Re: [PATCH v5 04/13] KVM: vmx/pmu: Emulate MSR_ARCH_LBR_DEPTH for guest Arch LBR

From: Jim Mattson
Date: Fri Jul 09 2021 - 16:35:50 EST


On Fri, Jul 9, 2021 at 2:51 AM Yang Weijiang <weijiang.yang@xxxxxxxxx> wrote:
>
> From: Like Xu <like.xu@xxxxxxxxxxxxxxx>
>
> The number of Arch LBR entries available is determined by the value
> in host MSR_ARCH_LBR_DEPTH.DEPTH. The supported LBR depth values are
> enumerated in CPUID.(EAX=01CH, ECX=0):EAX[7:0]. For each bit "n" set
> in this field, the MSR_ARCH_LBR_DEPTH.DEPTH value of "8*(n+1)" is
> supported.
>
> On a guest write to MSR_ARCH_LBR_DEPTH, all LBR entries are reset to 0.
> KVM emulates the reset behavior by introducing lbr_desc->arch_lbr_reset.
> KVM writes guest requested value to the native ARCH_LBR_DEPTH MSR
> (this is safe because the two values will be the same) when the Arch LBR
> records MSRs are pass-through to the guest.
>
> Signed-off-by: Like Xu <like.xu@xxxxxxxxxxxxxxx>
> Signed-off-by: Yang Weijiang <weijiang.yang@xxxxxxxxx>
> ---

> @@ -393,6 +417,7 @@ static int intel_pmu_set_msr(struct kvm_vcpu *vcpu, struct msr_data *msr_info)
> {
> struct kvm_pmu *pmu = vcpu_to_pmu(vcpu);
> struct kvm_pmc *pmc;
> + struct lbr_desc *lbr_desc = vcpu_to_lbr_desc(vcpu);
> u32 msr = msr_info->index;
> u64 data = msr_info->data;
>
> @@ -427,6 +452,12 @@ static int intel_pmu_set_msr(struct kvm_vcpu *vcpu, struct msr_data *msr_info)
> return 0;
> }
> break;
> + case MSR_ARCH_LBR_DEPTH:
> + if (!arch_lbr_depth_is_valid(vcpu, data))
> + return 1;

Does this imply that, when restoring a vCPU, KVM_SET_CPUID2 must be
called before KVM_SET_MSRS, so that arch_lbr_depth_is_valid() knows
what to do? Is this documented anywhere?

> + lbr_desc->records.nr = data;
> + lbr_desc->arch_lbr_reset = true;

Doesn't this make it impossible to restore vCPU state, since the LBRs
will be reset on the next VM-entry? At the very least, you probably
shouldn't set arch_lbr_reset when the MSR write is host-initiated.

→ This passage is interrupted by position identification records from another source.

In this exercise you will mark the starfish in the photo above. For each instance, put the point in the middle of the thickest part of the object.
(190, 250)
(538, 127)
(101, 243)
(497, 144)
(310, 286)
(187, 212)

However, there is another problem: arch_lbr_reset isn't serialized
anywhere. If you fix the host-initiated issue, then you still have a
problem if the last guest instruction prior to suspending the vCPU was
a write to IA32_LBR_DEPTH. If there is no subsequent VM-entry prior to
saving the vCPU state, then the LBRs will be saved/restored as part of
the guest XSAVE state, and they will not get cleared on resuming the
vCPU.

> + return 0;
> default:
> if ((pmc = get_gp_pmc(pmu, msr, MSR_IA32_PERFCTR0)) ||
> (pmc = get_gp_pmc(pmu, msr, MSR_IA32_PMC0))) {
> @@ -566,6 +597,7 @@ static void intel_pmu_init(struct kvm_vcpu *vcpu)
> lbr_desc->records.nr = 0;
> lbr_desc->event = NULL;
> lbr_desc->msr_passthrough = false;
> + lbr_desc->arch_lbr_reset = false;

I'm not sure this is entirely correct. If the last guest instruction
prior to a warm reset was a write to IA32_LBR_DEPTH, then the LBRs
should be cleared (and arch_lbr_reset will be true). However, if you
clear that flag here, the LBRs will never get cleared.

> }
>